The two-pass generation is clever -- the LLM can issue an exploratory query first (e.g., SELECT DISTINCT status FROM orders) to discover actual column values before generating the final query. This handles cases where the LLM needs to know that statuses are 'ACTIVE', 'INACTIVE', not 'active', 'inactive'.

The Self-Learning Loop

When auto_train=True (the default), any query that executes successfully and returns results is automatically added back to the training set:

df = self.run_sql(sql)
if len(df) > 0 and auto_train:
    self.add_question_sql(question=question, sql=sql)

This creates a flywheel: more usage generates more examples, which improves future retrieval accuracy. Vanna 2.0 extends this further with AgentMemory -- the agent searches for previously successful tool usage patterns before executing any new tool call.

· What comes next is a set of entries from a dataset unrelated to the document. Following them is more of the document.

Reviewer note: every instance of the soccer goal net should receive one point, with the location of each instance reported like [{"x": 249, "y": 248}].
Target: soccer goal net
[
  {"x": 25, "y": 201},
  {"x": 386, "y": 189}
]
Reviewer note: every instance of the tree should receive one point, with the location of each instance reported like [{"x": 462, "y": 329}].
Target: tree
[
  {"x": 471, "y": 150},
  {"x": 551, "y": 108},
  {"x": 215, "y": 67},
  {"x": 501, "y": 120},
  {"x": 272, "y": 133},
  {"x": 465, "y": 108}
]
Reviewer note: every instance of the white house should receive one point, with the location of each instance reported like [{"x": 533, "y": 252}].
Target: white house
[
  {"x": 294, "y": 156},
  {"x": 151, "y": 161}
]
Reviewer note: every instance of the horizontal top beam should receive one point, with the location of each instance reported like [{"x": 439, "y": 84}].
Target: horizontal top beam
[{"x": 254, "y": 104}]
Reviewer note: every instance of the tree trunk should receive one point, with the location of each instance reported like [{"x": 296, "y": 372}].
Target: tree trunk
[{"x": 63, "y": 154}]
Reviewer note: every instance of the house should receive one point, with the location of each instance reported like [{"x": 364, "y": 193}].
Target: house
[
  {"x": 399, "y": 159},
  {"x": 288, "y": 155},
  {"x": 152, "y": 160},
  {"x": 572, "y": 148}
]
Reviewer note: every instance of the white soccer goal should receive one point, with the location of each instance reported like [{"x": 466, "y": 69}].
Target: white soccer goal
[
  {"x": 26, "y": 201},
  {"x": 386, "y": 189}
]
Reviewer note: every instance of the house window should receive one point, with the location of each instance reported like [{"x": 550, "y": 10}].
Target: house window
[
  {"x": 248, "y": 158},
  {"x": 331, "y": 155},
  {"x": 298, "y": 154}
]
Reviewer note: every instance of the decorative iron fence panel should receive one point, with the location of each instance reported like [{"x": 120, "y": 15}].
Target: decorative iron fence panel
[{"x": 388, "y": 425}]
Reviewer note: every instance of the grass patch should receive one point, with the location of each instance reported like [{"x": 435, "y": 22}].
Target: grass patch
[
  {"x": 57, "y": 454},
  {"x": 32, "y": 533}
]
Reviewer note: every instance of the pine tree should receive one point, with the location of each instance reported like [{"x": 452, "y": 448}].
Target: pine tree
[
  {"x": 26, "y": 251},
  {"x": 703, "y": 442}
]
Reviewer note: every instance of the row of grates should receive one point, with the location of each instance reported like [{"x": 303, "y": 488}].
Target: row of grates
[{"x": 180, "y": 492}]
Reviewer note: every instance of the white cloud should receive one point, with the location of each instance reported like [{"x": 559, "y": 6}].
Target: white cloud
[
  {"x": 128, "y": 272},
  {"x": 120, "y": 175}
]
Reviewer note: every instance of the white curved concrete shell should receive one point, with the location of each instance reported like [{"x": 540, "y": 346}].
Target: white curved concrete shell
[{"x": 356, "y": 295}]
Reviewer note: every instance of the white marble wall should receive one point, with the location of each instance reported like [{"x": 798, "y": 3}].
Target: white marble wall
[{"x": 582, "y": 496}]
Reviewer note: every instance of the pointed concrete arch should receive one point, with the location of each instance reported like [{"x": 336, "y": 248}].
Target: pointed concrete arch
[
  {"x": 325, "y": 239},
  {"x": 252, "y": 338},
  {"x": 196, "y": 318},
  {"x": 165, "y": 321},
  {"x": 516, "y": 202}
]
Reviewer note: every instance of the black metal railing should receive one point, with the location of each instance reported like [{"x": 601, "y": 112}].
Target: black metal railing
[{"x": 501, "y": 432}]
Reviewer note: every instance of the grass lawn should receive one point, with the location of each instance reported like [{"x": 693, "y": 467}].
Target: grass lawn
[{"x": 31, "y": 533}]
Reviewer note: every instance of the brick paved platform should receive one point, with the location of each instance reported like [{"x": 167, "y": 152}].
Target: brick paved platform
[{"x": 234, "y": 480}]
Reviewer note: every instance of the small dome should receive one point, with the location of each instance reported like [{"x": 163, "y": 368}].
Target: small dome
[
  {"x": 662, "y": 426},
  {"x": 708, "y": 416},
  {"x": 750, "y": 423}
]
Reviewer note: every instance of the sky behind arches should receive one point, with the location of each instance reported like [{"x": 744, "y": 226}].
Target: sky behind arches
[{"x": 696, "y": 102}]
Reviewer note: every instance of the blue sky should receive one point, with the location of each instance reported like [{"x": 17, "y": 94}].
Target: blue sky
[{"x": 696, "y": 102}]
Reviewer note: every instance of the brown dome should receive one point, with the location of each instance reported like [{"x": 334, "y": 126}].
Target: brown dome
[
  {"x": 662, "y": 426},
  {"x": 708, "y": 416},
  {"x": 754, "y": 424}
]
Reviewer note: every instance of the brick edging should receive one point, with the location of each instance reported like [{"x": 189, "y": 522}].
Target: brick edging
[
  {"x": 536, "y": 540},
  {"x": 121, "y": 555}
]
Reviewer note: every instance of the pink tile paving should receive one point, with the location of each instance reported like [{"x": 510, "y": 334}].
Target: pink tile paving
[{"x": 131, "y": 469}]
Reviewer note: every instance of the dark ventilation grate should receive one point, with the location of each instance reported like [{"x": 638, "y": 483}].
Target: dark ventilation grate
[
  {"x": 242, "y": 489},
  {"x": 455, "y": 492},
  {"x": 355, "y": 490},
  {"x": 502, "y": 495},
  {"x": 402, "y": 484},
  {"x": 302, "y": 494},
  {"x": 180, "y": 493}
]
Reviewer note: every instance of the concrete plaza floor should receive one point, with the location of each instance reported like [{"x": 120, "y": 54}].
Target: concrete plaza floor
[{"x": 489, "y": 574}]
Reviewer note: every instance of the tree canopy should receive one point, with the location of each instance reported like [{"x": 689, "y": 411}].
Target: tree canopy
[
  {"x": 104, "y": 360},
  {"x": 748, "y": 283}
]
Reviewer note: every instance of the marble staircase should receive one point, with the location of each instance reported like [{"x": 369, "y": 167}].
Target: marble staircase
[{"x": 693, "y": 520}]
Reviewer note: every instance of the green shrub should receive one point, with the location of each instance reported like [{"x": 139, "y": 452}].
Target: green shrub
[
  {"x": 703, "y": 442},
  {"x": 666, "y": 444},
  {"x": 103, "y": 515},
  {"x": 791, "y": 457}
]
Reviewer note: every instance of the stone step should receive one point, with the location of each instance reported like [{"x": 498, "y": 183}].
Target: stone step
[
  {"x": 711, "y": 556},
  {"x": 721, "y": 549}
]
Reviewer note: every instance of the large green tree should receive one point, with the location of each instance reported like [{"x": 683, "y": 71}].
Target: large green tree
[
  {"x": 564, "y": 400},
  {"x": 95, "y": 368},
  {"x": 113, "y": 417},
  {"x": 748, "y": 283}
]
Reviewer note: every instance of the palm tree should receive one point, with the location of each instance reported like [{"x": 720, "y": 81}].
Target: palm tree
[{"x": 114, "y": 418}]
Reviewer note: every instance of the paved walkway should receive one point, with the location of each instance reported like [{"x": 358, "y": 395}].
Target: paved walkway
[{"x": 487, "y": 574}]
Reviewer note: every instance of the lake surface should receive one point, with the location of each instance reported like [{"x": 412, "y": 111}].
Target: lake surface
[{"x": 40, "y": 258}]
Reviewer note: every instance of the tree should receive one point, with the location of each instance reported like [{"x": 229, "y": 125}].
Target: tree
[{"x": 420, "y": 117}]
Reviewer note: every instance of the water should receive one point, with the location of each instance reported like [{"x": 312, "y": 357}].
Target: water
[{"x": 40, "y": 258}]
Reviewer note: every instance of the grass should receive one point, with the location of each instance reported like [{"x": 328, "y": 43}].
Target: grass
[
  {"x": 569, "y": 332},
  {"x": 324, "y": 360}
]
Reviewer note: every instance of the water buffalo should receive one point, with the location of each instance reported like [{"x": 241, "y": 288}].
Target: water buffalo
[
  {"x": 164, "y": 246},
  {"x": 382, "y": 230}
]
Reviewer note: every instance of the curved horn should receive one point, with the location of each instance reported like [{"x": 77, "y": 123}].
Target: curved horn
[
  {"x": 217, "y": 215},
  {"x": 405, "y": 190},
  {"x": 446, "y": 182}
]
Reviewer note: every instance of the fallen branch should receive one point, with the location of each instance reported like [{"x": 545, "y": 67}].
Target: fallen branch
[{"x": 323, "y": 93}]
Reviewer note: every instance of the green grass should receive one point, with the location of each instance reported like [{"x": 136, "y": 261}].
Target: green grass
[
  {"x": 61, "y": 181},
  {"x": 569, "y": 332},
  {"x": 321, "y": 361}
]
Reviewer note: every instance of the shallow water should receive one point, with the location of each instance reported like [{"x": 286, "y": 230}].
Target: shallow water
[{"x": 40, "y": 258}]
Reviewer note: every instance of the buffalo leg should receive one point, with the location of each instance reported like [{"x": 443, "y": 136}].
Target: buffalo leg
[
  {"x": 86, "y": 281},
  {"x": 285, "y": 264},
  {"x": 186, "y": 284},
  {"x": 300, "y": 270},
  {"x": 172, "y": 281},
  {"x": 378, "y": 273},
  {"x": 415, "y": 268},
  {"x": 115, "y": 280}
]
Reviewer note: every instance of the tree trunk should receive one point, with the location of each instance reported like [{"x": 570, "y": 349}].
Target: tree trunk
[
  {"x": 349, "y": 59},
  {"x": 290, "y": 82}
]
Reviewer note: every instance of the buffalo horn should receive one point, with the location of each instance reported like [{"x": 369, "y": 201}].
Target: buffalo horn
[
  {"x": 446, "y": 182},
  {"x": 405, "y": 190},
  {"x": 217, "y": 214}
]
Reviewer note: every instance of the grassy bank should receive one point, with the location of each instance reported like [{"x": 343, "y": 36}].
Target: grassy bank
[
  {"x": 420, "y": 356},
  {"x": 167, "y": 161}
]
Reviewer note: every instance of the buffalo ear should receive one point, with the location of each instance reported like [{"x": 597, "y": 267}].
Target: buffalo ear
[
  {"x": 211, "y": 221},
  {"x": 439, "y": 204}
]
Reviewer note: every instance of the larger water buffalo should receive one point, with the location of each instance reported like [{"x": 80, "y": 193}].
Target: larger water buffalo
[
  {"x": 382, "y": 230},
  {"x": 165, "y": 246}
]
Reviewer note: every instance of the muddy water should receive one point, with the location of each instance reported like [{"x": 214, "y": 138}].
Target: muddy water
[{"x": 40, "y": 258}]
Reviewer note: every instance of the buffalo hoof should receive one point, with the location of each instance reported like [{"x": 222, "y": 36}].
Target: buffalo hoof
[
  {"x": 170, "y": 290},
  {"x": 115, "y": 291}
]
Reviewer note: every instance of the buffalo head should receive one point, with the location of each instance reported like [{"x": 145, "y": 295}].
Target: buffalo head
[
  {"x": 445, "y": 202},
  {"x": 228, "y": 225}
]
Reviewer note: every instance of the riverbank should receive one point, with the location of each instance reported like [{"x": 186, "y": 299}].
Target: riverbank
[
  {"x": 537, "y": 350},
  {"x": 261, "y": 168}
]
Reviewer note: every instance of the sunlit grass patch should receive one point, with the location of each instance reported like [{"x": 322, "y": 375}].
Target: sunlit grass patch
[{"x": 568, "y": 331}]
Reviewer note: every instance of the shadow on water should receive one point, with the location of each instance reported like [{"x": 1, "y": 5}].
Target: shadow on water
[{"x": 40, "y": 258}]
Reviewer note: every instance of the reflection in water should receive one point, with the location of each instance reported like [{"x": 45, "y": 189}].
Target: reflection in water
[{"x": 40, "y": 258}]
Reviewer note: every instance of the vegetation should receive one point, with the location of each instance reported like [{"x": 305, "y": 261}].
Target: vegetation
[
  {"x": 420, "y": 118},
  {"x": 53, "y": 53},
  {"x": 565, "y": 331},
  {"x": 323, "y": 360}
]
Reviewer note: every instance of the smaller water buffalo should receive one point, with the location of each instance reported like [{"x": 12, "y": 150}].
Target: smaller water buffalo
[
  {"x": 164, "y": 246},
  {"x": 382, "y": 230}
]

Vanna 2.0: From Library to Agent

Vanna 2.0 is a complete rewrite that transforms it from a method-based library into a user-aware agent framework. The key additions:

User identity flowing through every layer (JWT/OAuth resolution)
Tool-calling loop with configurable iteration limits
7 extensibility points: lifecycle hooks, LLM middlewares, context enrichers, conversation filters, error recovery strategies, observability, and audit logging
Row-level security and group-based tool access
Streaming UI components via a pre-built <vanna-chat> web component

The legacy v0.x system is preserved behind a LegacyVannaAdapter for backward compatibility.

Where Vanna Excels

Simplest mental model: train with examples, ask questions, get SQL. No schema modeling or agent choreography needed.
Self-learning: the flywheel effect genuinely improves accuracy over time.
Data sovereignty: only metadata (schemas, column names) is sent to LLMs, not actual data.
LLM agnostic: swap between OpenAI, Anthropic, Ollama, Gemini with minimal changes. Same for vector stores (ChromaDB, Pinecone, Qdrant, FAISS, and 6 others).
Two-pass generation: the intermediate SQL pattern handles data-dependent queries that single-shot approaches miss.

Where Vanna Breaks Down

No semantic layer: the same business term ("revenue") may be interpreted differently across queries depending on which examples the vector search retrieves. There's no formal governance.
Complex joins: without explicit relationship definitions, the LLM must infer join conditions from DDL alone. Multi-table joins with ambiguous foreign keys produce incorrect results.
Inconsistent results: identical questions can produce different SQL at different times, depending on retrieval randomness.
Weak validation: is_sql_valid() only checks if the statement starts with SELECT via sqlparse. No AST validation, no dry-run, no schema-aware checking.
Manual curation: the training data needs ongoing human attention. Stale or incorrect examples silently degrade accuracy.

The Key Research Finding

Vanna's own accuracy research tested across GPT-3.5 Turbo, GPT-4, and PaLM 2:

Schema only: ~3% accuracy (2/60 correct)
Static SQL examples: 20-60% depending on LLM
Contextually relevant examples via RAG: ~80% accuracy

The takeaway: context strategy matters more than LLM choice. A weaker model with good examples outperforms a stronger model with bad ones.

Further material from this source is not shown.